1. ${\ displaystyle (M \ setminus N) (a) = {\ begin {cases} 0 & M (a)
2. ${\ displaystyle (M \ setminus N) (a) = {\ begin {cases} 0 & N (a) \ neq 0 \\ M (a) & {\ text {otherwise}}. \ end {cases}}}$

For both applies and . Which is the "right" one depends on the application. ${\ displaystyle X \ setminus \ emptyset = X}$${\ displaystyle X \ setminus X = \ emptyset}$

Note:
Let be multisets over the prime numbers. With and as multiplied multisets we have: ${\ displaystyle M, N}$${\ displaystyle m: = \ Pi M}$${\ displaystyle n: = \ Pi N}$

• The great union corresponds to the product .${\ displaystyle m \ cdot n}$
• The small union corresponds to the LCM , ie .${\ displaystyle \ operatorname {kgV} (m, n) = \ Pi {M \ cup N}}$
• The first version of the average corresponds to the GCD , ie .${\ displaystyle \ operatorname {ggT} (m, n) = \ Pi {M \ cap N}}$
• The first version corresponds to the difference .${\ displaystyle m / \ operatorname {ggT} (m, n)}$

## Generalizations

If you keep the operations defined in the previous section, you will get related structures by varying the multiplicity set.

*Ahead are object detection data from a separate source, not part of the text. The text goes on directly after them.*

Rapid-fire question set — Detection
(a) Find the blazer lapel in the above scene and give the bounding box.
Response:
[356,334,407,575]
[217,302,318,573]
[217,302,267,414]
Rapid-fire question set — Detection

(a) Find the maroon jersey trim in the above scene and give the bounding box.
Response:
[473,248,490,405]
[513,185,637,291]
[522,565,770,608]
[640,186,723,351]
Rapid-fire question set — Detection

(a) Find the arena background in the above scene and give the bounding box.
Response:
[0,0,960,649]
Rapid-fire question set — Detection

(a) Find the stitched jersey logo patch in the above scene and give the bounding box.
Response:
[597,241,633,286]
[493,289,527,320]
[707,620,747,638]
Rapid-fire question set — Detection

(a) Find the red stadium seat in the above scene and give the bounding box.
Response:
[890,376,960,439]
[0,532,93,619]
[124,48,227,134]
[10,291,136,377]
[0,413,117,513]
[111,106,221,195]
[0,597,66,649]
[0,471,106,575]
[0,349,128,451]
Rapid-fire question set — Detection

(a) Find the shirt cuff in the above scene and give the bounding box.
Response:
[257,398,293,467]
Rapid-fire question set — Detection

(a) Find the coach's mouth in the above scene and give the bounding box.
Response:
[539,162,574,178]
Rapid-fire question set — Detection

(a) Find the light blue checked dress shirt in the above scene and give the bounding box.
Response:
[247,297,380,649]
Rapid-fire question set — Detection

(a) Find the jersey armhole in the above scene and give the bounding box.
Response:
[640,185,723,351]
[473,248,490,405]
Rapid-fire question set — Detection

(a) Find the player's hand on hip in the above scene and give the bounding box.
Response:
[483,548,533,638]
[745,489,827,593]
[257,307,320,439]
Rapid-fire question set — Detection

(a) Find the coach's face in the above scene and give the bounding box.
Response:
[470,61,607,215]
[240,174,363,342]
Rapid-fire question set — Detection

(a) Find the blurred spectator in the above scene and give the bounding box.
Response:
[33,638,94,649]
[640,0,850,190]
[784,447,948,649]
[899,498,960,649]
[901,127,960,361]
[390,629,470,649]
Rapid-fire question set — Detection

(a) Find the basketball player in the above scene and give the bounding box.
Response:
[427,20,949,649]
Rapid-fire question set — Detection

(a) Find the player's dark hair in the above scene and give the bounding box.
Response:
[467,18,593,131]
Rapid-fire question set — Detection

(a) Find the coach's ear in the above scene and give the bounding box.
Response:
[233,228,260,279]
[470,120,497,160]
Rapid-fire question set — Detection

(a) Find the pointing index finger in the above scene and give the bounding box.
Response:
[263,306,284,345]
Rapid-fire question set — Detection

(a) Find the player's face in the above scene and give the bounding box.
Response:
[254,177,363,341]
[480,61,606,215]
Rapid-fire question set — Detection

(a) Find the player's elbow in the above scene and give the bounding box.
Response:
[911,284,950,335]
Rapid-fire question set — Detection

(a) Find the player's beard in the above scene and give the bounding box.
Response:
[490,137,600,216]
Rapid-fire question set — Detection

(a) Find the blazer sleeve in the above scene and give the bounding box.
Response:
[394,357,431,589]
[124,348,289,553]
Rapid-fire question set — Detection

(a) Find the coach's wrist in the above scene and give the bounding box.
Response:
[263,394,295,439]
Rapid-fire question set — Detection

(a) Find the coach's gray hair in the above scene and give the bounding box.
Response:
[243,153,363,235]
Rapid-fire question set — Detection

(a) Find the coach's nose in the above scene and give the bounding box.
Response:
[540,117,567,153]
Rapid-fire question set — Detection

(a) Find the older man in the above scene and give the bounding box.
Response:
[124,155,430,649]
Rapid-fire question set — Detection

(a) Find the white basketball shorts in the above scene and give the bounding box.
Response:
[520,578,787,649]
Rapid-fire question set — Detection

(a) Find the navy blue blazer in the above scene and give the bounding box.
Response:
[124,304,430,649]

• Real multiples in the interval result in probability distributions. The multi-set basic set becomes the set of possible events. The operation converts functions that generate probability distributions of other sets of events on the basis of events that have occurred into functions that can deal with probability distributions as input. Compare also fuzzy sets .${\ displaystyle [0,1]}$${\ displaystyle \ operatorname {lift}}$
• If body elements are allowed for the multiplicities and a scaling is also defined, multisets over A become vectors of a vector space with a base that is indexed by A. embodies the fact that for the definition of a linear mapping it is sufficient to define the images of the basis vectors. Similarly, functions on base index pairs converts to bilinear maps.${\ displaystyle \ operatorname {lift}}$${\ displaystyle \ operatorname {lift} _ {2}}$

## Individual evidence

1. Cristian S. Calude, Gheorghe Păun, Grzegorz Rozenberg, Arto Salomaa, Multiset Processing: Mathematical, Computer Science, and Molecular Computing Points of View Springer Verlag 2001, ISBN 3-540-43063-6 , p. 105
2. John Riordan: Permutation and combinations . In: An Introduction to Combinatorial Analysis ( en ). John Wiley & Sons Inc., 1958, p. 16.